Plusieurs autres groupes de professionnels sont impliqués dans la pratique de torture : la contagion se répand bien au-delà du cercle limité des tortionnaires. En dehors des juristes fournissant une légitimation à leurs actes, sont régulièrement mentionnés des psychologues, des psychiatres, des médecins (obligatoirement présents au cours de chaque séance), des femmes (les tortionnaires sont des hommes, mais l’avilissement sous le regard des femmes aggrave l’humiliation), des professeurs d’université produisant les justifications morales, légales ou philosophiques.

 

Qui, aujourd’hui, doit être tenu pour responsable de ces perversions de la loi et des principes moraux les plus élémentaires ? Les exécutants volontaires de la torture le sont moins que les hauts fonctionnaires légaux les ayant justifiées et encouragées ; et ceux-ci, moins que les décideurs politiques qui leur ont demandé de le faire. Les gouvernements étrangers amis, et notamment européens, portent eux aussi une responsabilité : alors qu’ils ont toujours été au courant de ces pratiques, et ont bénéficié des informations obtenues par ce moyen, ils n’ont jamais élevé la moindre protestation, ni même signifié leur désapprobation. Dans une démocratie, la condamnation des hommes politiques consiste à les priver du pouvoir, en ne les faisant pas réélire.
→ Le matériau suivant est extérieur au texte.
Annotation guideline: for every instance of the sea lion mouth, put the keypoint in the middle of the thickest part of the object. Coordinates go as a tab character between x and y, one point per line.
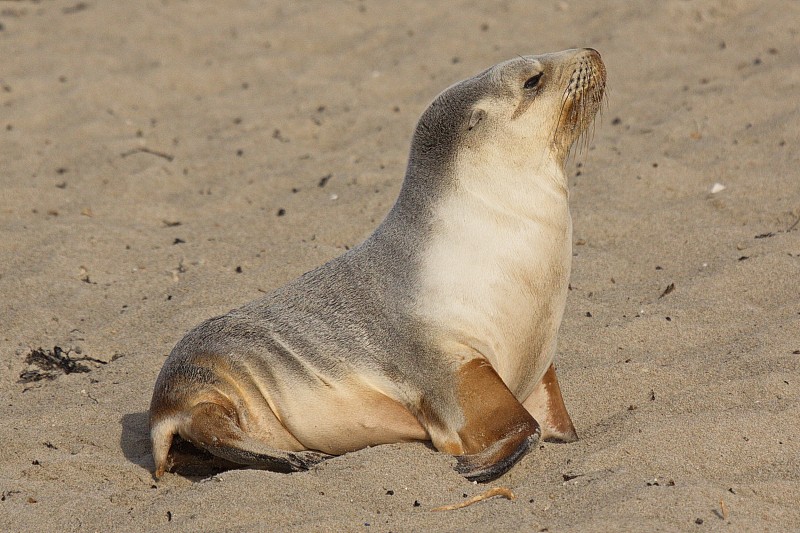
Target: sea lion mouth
581	99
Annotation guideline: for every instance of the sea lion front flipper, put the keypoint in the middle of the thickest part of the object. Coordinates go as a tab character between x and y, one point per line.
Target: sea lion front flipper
497	430
214	429
546	405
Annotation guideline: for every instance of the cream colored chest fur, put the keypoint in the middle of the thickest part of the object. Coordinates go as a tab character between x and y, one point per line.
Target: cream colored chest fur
495	276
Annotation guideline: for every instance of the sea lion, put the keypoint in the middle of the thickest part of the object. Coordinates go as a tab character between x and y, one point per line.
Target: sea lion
440	326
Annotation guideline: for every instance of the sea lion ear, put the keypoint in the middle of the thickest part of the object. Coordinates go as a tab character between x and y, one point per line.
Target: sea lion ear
477	116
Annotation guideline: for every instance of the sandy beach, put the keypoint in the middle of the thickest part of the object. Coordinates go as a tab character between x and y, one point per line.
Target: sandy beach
165	161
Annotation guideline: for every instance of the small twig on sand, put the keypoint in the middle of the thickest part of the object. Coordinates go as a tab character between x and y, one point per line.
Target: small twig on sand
495	491
144	149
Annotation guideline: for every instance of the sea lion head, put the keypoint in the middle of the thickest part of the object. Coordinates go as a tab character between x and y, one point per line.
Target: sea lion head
527	107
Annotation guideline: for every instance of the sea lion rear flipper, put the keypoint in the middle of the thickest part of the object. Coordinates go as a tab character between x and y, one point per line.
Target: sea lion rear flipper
497	430
214	429
546	405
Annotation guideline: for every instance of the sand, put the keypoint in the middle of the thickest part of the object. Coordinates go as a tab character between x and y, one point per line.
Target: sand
162	162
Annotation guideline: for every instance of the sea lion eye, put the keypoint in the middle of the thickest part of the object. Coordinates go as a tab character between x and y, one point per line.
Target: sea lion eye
532	81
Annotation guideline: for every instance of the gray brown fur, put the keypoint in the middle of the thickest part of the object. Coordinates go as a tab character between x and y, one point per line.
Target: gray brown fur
353	320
Quant aux autres professionnels, on pourrait s’attendre à ce qu’ils soient sanctionnés par leurs pairs, car qui voudrait être l’étudiant d’un tel professeur ? Le justiciable d’un tel juge ? Le patient d’un tel médecin ?

 

Si l’on veut comprendre pourquoi ces braves Américains ont accepté si facilement de devenir tortionnaires, point n’est besoin de chercher du côté d’une haine ou d’une peur ancestrale des musulmans et des Arabes. Non, la situation est bien plus grave. La leçon de ces révélations est plutôt que n’importe quel homme, à condition d’être bien encadré, obéissant aux nobles principes dictés par le «sens du devoir», par la nécessaire «défense de la patrie» ou par l’élémentaire peur pour la vie et le bien-être des siens, peut devenir un tortionnaire.